Kellogg and the Seventh day Adventists had an irreconcilable set of differences in the early 20th century, leading to his being "disfellowshipped," essentially excommunicated. A fire destroyed the original sanitarium building, but Kellogg replaced it with his own money. Over the years, sanitarium guests included Thomas Edison, Johnny Weissmuller and George Bernard Shaw.
In 1896, he'd received a patent for corn flakes. He'd been looking into the possibilities for toasted wet-and-dried-again grain since the 1870s.
His brother, Will Keith Kellogg, had been part of the development process. Those Kellogg boys were a contentious pair, and they eventually parted ways. Will founded the Battle Creek Toasted Corn Flake Company.
A sanitarium guest, C.W. Post, figures into the story at this juncture. He'd come to the facility after two mental breakdowns brought on by the stress of occupations he'd pursued thus far in life: farm-implement manufacturing and real estate development. Post was a jerk as a husband. His devoted wife, Ella, devoted her life to him, and got an ever-more distant husband for her trouble. Post finally found up leaving Ella and marrying his 27-year-old secretary in 1904. He and his daughter by Ella, Marjorie, remained close, however.
Post was interested in digestion, which led to his being attracted to what the Kellogg brothers had been exploring.

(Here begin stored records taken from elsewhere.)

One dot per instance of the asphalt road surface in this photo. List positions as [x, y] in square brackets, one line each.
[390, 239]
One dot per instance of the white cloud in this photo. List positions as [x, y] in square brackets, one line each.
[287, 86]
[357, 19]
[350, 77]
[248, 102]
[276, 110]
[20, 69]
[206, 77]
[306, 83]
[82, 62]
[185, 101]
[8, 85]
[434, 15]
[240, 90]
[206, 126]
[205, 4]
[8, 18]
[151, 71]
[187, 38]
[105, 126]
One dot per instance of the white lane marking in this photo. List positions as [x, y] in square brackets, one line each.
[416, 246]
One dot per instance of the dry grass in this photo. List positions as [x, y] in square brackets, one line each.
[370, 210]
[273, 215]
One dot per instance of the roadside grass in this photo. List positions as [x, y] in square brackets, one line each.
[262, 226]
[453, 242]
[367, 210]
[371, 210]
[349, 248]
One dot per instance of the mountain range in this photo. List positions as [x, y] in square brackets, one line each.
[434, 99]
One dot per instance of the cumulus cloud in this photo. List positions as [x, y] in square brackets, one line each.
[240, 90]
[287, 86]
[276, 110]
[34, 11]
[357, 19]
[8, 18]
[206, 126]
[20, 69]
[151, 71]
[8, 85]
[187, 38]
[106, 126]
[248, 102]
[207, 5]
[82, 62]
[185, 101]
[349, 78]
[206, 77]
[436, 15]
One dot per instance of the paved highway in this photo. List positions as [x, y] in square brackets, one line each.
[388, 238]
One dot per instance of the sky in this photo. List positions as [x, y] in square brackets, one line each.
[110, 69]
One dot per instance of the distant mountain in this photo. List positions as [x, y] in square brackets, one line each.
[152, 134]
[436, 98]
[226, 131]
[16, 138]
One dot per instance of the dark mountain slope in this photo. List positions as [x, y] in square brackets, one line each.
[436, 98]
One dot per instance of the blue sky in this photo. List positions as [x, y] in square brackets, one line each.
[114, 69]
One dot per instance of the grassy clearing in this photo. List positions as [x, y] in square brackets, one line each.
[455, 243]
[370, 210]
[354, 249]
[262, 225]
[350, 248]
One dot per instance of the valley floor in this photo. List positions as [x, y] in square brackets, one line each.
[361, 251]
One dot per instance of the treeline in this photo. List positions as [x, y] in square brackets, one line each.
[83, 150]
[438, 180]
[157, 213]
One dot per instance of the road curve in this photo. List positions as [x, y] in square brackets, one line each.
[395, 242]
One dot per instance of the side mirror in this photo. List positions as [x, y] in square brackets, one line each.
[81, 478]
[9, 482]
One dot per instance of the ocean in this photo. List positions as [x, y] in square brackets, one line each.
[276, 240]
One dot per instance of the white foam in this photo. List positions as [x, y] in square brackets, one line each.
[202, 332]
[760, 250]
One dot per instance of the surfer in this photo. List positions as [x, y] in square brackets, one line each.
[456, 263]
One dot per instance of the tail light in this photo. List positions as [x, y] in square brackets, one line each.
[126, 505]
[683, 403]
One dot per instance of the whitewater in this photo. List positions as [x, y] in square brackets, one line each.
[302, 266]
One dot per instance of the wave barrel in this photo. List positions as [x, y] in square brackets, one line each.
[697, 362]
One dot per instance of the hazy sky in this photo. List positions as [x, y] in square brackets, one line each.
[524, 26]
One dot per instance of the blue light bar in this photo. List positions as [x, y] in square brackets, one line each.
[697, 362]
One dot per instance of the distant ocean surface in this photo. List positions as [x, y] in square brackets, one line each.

In 1897, Post commercially produced Grape Nuts. More cereals followed, and Post became a wealthy man. He began to be beleaguered by abdominal pains, however, and in 1914, he took his life with a gun in his home in Santa Barbara California.
As to the prelude to the story, let's go back to either 1884 or 1887. A worker named James Vannoy at a Columbus, Indiana mill perfected his experiments with processing milled grain to make it come out in sheets or flakes. He approached his boss, Joseph F. Gent, who brushed him off with a remark about how Vannoy  needed to focus his attention on what he was getting paid for. It wasn't long, however, before Gent applied for a patent on Vannoy's idea and started mass producing Cerealine.
The company was sold to an Indianapolis mill in 1892, and eventually folded into a much larger concern. No one followed up on the cereal venture and Columbus ceded the crown in that field to Battle Creek.
But one bit of legacy was around to figure in, however peripherally, to what Columbus wound up being known for. The Cerealine building is now where corporate dining and other executive functions take place in Cummins world headquarters. Cummins, founded in Columbus in 1919, ranks 185 in the Fortune 200. Its products fall under the broad classification of power generation. Its best-known product is Diesel engines.
it's only fitting that breakfast cereal would be a heartland contribution to American culture. It's a classic story of taking the region's raw material, grain, and refining it with the new industrial processes changing the landscape, thereby creating entrepreneurial success.
Fallen creatures that human beings are, such a story is not going to be without its elements of rancor and selfishness. Any thread in the national fabric is a little rough-hewn.